Yes, folks, I was married 30 years ago today, on a freakishly hot day. New York City was in its first day of recovering from a power blackout that left the Bronx (where my grandmother lived), among other places, in flames from the looting and lawlessness that came in the dark.
Well, that was cheerful, wasn't it?
So it was hot today, and I had some issues with that, but otherwise a nice day. My big surprise of the day was that I did not get a DVD as an anniversary gift (which is what I gave him, you may recall.) I got this:

You coulda knocked me ovah with a feathah. Now, because the Hubs is not a maven* when it comes to the jewels, I have no idea what this actually is. I can tell you this, though. It's the kind of thing that when I see it on a TV commercial, I think "Yeah, right, like I'm ever getting one of those." My guess is that the woman who works with him and who helped convince him to take me on this trip also told him that he had to buy me something and then she went with him and helped him pick it out. I can't imagine him doing this on his own. This is the guy, remember, who showed up in the hospital the morning after R was born -- 35 hours of labor, here -- carrying a shopping bag, so I thought he had a gift for me (how naive) but he had stopped on his way to the hospital and bought himself a very expensive fishing reel in honor of being a new father and he didn't want to leave it in the car. Nada for the new mommy. Yes, some things we always remember, don't we?
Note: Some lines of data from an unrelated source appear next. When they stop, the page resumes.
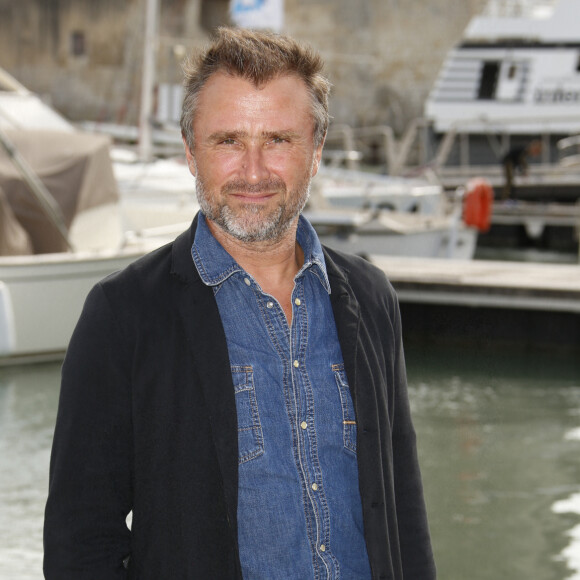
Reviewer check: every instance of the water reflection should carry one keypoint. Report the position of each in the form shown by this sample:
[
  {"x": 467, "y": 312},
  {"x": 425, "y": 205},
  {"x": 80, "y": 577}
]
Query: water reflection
[
  {"x": 499, "y": 439},
  {"x": 496, "y": 457},
  {"x": 28, "y": 401}
]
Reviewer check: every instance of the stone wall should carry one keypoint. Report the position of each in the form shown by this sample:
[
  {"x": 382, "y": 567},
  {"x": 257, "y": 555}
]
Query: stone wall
[{"x": 85, "y": 55}]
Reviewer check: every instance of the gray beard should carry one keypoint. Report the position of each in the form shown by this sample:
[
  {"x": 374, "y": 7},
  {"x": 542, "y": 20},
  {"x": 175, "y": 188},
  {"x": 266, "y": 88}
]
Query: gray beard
[{"x": 251, "y": 222}]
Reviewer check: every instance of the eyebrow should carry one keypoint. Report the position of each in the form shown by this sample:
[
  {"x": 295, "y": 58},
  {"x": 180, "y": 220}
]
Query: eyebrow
[{"x": 266, "y": 135}]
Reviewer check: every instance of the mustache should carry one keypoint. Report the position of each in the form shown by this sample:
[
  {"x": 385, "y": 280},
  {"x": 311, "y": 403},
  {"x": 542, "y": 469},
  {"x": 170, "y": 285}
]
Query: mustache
[{"x": 272, "y": 185}]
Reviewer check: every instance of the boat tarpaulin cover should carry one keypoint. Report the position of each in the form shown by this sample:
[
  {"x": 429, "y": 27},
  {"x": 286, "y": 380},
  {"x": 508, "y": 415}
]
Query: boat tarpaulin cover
[{"x": 76, "y": 169}]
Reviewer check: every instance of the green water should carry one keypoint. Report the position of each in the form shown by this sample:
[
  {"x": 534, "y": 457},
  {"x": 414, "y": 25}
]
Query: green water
[{"x": 499, "y": 444}]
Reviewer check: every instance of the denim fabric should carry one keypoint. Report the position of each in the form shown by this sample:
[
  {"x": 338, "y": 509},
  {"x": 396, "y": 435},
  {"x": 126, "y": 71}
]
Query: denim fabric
[{"x": 299, "y": 510}]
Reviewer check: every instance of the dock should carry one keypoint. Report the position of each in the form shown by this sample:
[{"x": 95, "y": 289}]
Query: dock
[{"x": 488, "y": 304}]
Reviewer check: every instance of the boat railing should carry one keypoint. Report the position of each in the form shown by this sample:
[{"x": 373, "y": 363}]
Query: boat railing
[
  {"x": 569, "y": 150},
  {"x": 450, "y": 155}
]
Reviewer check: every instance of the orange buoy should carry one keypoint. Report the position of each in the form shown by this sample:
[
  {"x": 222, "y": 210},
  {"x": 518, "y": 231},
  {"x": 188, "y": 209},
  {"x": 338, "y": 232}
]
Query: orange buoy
[{"x": 478, "y": 203}]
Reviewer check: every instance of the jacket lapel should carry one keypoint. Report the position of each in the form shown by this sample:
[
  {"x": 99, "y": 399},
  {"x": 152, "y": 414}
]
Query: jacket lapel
[
  {"x": 208, "y": 348},
  {"x": 347, "y": 318}
]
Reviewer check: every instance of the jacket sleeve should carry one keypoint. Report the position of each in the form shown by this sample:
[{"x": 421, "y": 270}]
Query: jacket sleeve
[
  {"x": 414, "y": 537},
  {"x": 90, "y": 484}
]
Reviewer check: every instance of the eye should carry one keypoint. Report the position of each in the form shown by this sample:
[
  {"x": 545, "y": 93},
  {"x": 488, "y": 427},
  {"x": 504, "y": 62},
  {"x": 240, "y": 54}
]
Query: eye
[{"x": 278, "y": 139}]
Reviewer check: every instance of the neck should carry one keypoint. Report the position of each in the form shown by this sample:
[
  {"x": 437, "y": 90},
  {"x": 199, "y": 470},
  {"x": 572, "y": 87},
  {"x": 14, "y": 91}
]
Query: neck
[{"x": 272, "y": 263}]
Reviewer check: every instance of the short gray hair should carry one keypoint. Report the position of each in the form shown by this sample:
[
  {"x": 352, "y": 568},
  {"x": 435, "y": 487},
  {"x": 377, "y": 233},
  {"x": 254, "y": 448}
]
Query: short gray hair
[{"x": 258, "y": 57}]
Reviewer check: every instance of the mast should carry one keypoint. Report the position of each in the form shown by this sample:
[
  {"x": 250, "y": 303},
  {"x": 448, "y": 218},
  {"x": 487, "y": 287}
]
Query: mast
[{"x": 148, "y": 80}]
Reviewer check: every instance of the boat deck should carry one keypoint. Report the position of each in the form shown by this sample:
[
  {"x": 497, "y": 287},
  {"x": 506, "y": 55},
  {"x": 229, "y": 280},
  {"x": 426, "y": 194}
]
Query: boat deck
[{"x": 486, "y": 303}]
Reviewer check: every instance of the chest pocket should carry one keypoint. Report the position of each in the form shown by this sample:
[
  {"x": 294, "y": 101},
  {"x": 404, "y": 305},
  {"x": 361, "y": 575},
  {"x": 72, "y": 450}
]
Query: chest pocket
[
  {"x": 348, "y": 416},
  {"x": 250, "y": 437}
]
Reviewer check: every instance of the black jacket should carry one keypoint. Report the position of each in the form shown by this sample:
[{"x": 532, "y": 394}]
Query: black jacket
[{"x": 147, "y": 422}]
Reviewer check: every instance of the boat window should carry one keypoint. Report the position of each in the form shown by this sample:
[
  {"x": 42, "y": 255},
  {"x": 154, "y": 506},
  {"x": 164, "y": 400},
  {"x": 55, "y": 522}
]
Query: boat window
[
  {"x": 214, "y": 13},
  {"x": 488, "y": 82}
]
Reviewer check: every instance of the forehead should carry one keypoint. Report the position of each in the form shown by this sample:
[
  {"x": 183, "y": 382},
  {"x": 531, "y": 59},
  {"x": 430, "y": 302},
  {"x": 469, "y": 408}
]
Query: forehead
[{"x": 227, "y": 100}]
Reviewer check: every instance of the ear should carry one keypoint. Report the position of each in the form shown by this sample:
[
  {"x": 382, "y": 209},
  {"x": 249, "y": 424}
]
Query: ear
[
  {"x": 189, "y": 157},
  {"x": 317, "y": 158}
]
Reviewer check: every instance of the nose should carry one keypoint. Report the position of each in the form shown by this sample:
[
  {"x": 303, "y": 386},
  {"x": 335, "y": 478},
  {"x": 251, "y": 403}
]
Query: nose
[{"x": 254, "y": 164}]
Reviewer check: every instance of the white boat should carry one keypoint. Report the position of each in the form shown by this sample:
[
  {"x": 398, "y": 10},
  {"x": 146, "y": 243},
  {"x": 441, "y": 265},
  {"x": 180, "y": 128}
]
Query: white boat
[
  {"x": 516, "y": 70},
  {"x": 359, "y": 189},
  {"x": 46, "y": 267},
  {"x": 369, "y": 232}
]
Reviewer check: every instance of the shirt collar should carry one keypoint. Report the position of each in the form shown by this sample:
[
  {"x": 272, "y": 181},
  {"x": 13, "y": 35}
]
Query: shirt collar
[{"x": 215, "y": 265}]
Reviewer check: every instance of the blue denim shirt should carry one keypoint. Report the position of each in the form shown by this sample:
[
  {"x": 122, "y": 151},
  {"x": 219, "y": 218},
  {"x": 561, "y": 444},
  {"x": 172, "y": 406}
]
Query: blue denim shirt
[{"x": 299, "y": 507}]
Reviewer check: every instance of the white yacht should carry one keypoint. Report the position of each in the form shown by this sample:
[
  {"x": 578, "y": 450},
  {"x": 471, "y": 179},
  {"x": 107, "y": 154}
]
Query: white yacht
[{"x": 516, "y": 70}]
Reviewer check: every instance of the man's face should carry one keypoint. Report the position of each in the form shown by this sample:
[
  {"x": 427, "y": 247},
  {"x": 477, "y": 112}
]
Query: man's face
[{"x": 254, "y": 155}]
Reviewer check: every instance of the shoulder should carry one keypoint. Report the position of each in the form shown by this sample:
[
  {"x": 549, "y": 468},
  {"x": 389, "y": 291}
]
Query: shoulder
[{"x": 361, "y": 275}]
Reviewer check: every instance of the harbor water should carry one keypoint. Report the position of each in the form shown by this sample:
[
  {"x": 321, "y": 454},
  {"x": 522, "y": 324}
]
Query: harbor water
[{"x": 499, "y": 443}]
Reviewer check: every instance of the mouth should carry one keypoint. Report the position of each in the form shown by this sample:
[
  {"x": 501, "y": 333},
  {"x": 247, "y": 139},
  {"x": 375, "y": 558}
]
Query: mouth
[{"x": 246, "y": 197}]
I don't know how I'm going to combine this with what I usually wear around my neck (which apparently he's never noticed me wearing for years and years), which is a gold chain that came from my grandmother with my father's wedding ring on it, but I guess I'll work that out somehow.
Okay, so I'm still working on all my pictures, but here's what we did today. We got to the visitor's center before 8, and when it opened, we got on line to get a guided tour. This means that a guide got in our car with us -- she drove, actually -- and for two hours, showed us all over the battlefield and relevant parts of the town, and gave us a tour, just the two of us. They have six guides available at a time, so if you don't get there early, you have to wait. This woman was FABULOUS. Not surprisingly, it turns out that she does this in the summer and is otherwise a history teacher at Gettysburg High School. She was just great.
After lunch, we went on the tour, so to speak, of Eisenhower's farm, which was very eh. He was not a great president, and his wife was a little peculiar, if you ask me. The house is not tremendously fancy or huge, but has some interesting features, things that Mamie apparently thought were just the best you could get. There were two curio cabinets that were basically filled with crap, the kinds of little things that we all gather over our lives and then dump at a garage sale, except she thought they were treasures. You know, little candy dishes and souvenir-y stuff. The house was very very fifties. One of the really very strange things was that one of the rooms was clearly the maid's quarters because on the easy chair in the room, which was facing the small TV, there was a copy of Ebony magazine from the fifties. Way to say "See? A Negro person lived here."
We went to TGI Friday's for dinner, and guess what? Just because they have a veggie burger on the menu in New Jersey, it doesn't mean they have it in Pennsylvania! They did ask us when we went in if we wanted to be in the smoking or non-smoking section, a question no longer relevant in New Jersey, so the Hubs got to smoke even though he didn't get to eat. (He ate the french-fried string beans, which are delish.)
Okay, so, on to tomorrow. A little more town browsing, a leisurely tour of the battlefield on our own, and a guided walking tour of the cemetery. You remember the cemetery, right? Lincoln came here to dedicate the cemetery; they just asked him to say a few words on the occasion.
* a maven is a person who knows a lot about a particular thing, seriously, and is a kind of connoisseur of it. An expert, sort of, but not in an official way. Not a know-it-all, but someone who just really knows.